L’emendamento leghista sulla responsabilità civile dei magistrati, approvato alla Camera grazie ad una votazione trasversale, conferma quanto la politica e nello specifico il Parlamento restino, perfino dopo l’uscita di scena di Berlusconi, profondamente segnati dal desiderio di punire la magistratura.

Probabilmente perchè, come provato dalla votazione di ieri, Berlusconi non ha soltanto causato una deriva impunitaria della classe politica, ma n’è stato espressione e conseguenza.La classe politica ha sempre guardato alla propria impunità di casta “a prescindere” -come direbbe Totò- da Berlusconi, che ne è stato dunque fenomeno estremo tanto quanto n’è stato promotore.

Quella di ieri alla Camera, dunque, è stata l’ennesima triste pagina scritta da una politica poco incline a farsi giudicare, molto sensibile a sorvegliare/bastonare la magistratura.

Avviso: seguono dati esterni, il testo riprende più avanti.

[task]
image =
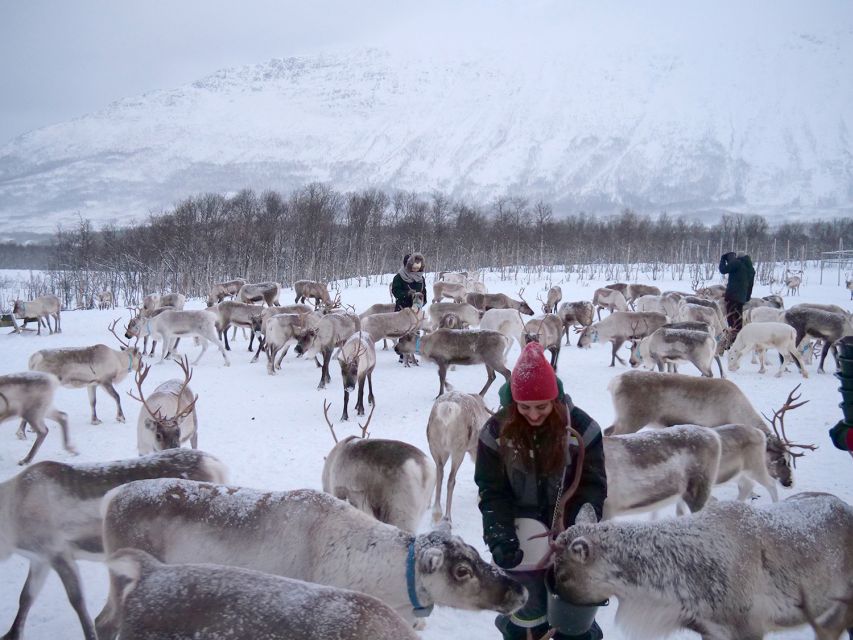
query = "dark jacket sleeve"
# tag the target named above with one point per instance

Anche quando è “tecnica” come in questa stagione vissuta dal paese. La responsabilità civile dei magistrati esiste già (legge 117/88), ovviamente partendo dal presupposto che l’errore giudiziario sia stato compiuto “con dolo o colpa grave”. E non potrebbe essere altrimenti. Perchè, detto in parole semplici, appare folle pensare che l’errore giudiziario sia riconosciuto in base alla sentenza di assoluzione di un cittadino.

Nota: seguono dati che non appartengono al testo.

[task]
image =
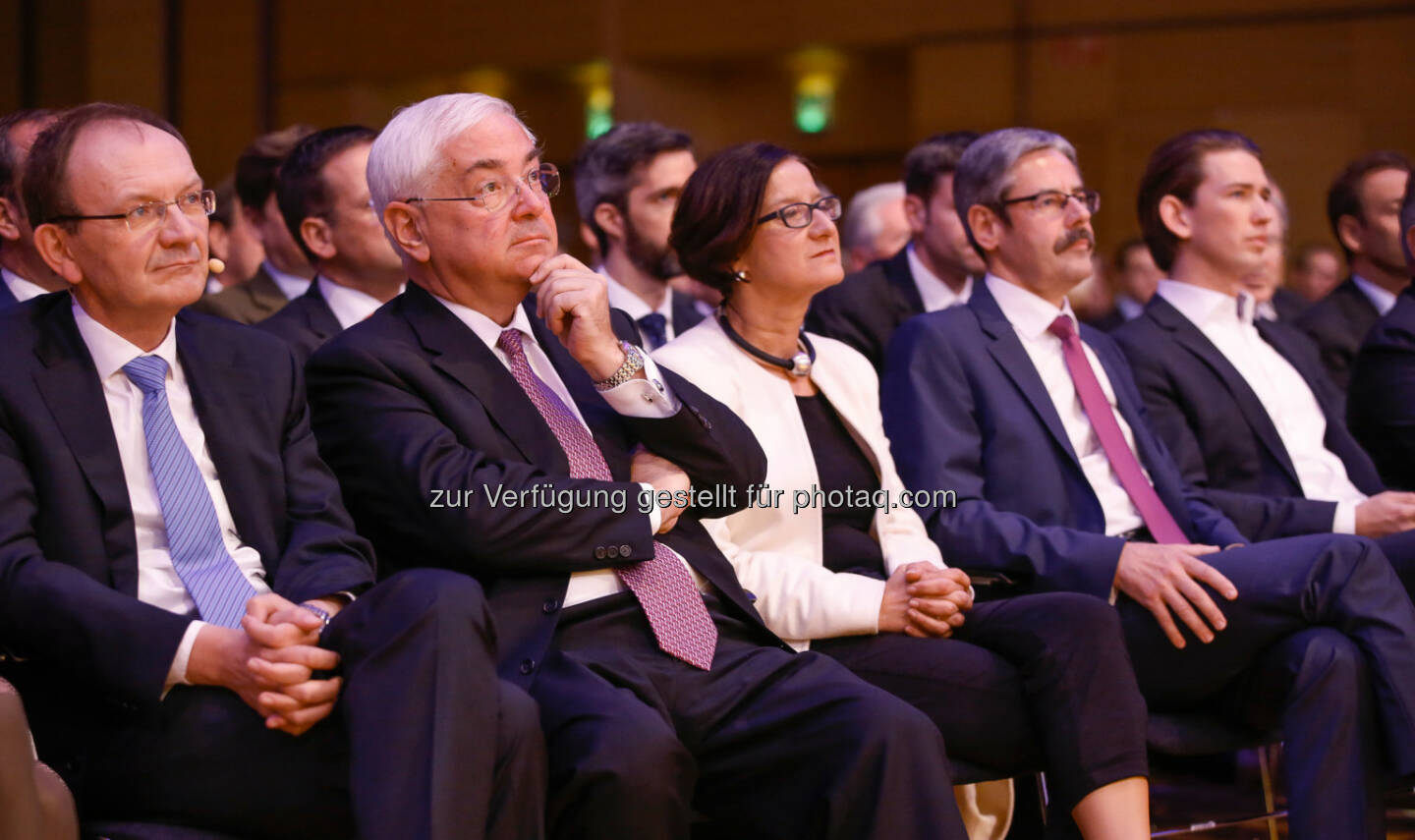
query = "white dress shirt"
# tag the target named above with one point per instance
(634, 306)
(290, 285)
(1283, 393)
(1383, 300)
(20, 287)
(637, 398)
(932, 290)
(157, 580)
(1031, 315)
(350, 306)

L’emendamento è dunque una vendetta, una ritorsione, un ammonimento. Dove il tema dei diritti dei cittadini non c’entra nulla, perchè la garanzia per i cittadini è rappresentata dai tre gradi di giudizio. Così come non rappresenta una misura per migliorare la qualità della giustizia, la cui piaga maggiore si si chiama lentezza dei processi. Invece di percorrere il sentiero della persecuzione verso i magistrati, come ricorda Il fatto promuovendo un giusto appello che ho sottoscritto, sarebbe più opportuno che la politica e il Parlamento si impegnassero a varare una legge sulla responsabilità giuridica dei partiti in relazione alla loro gestione finanziaria e patrimoniale, ma anche in riferimento alla democrazia interna (dai tesseramenti alle candidature agli organismi di garanzia).

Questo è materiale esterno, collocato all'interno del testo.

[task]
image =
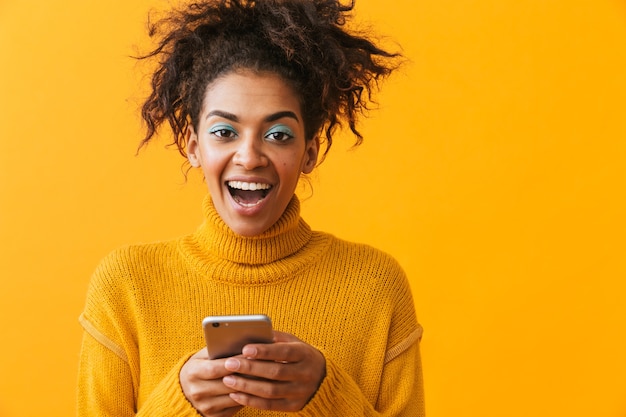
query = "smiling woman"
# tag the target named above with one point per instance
(248, 88)
(251, 147)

Pensando, per esempio, ad un tetto sui rimborsi elettorali erogati solo a fronte di fatture e ricevute che documentino le spese realmente sostenute per le elezioni; trasparenza circa i finanziamenti da soggetti privati con previsione di un tetto; reintroduzione del reato di finanziamento illecito ed ineleggibilità per chi se ne macchia e decadenza da carica parlamentare più ineleggibilità futura.

Una proposta di ddl l’ha già fatta Antonio Di Pietro e penso vada sostenuta. Quantomeno discussa in Parlamento. Ma visti i chiari di luna non c’è da avere molta speranza. Allora la battaglia deve partire dal basso, dalle cittadine e dai cittadini, dal paese. Quello vero, quello bello, quello coraggioso.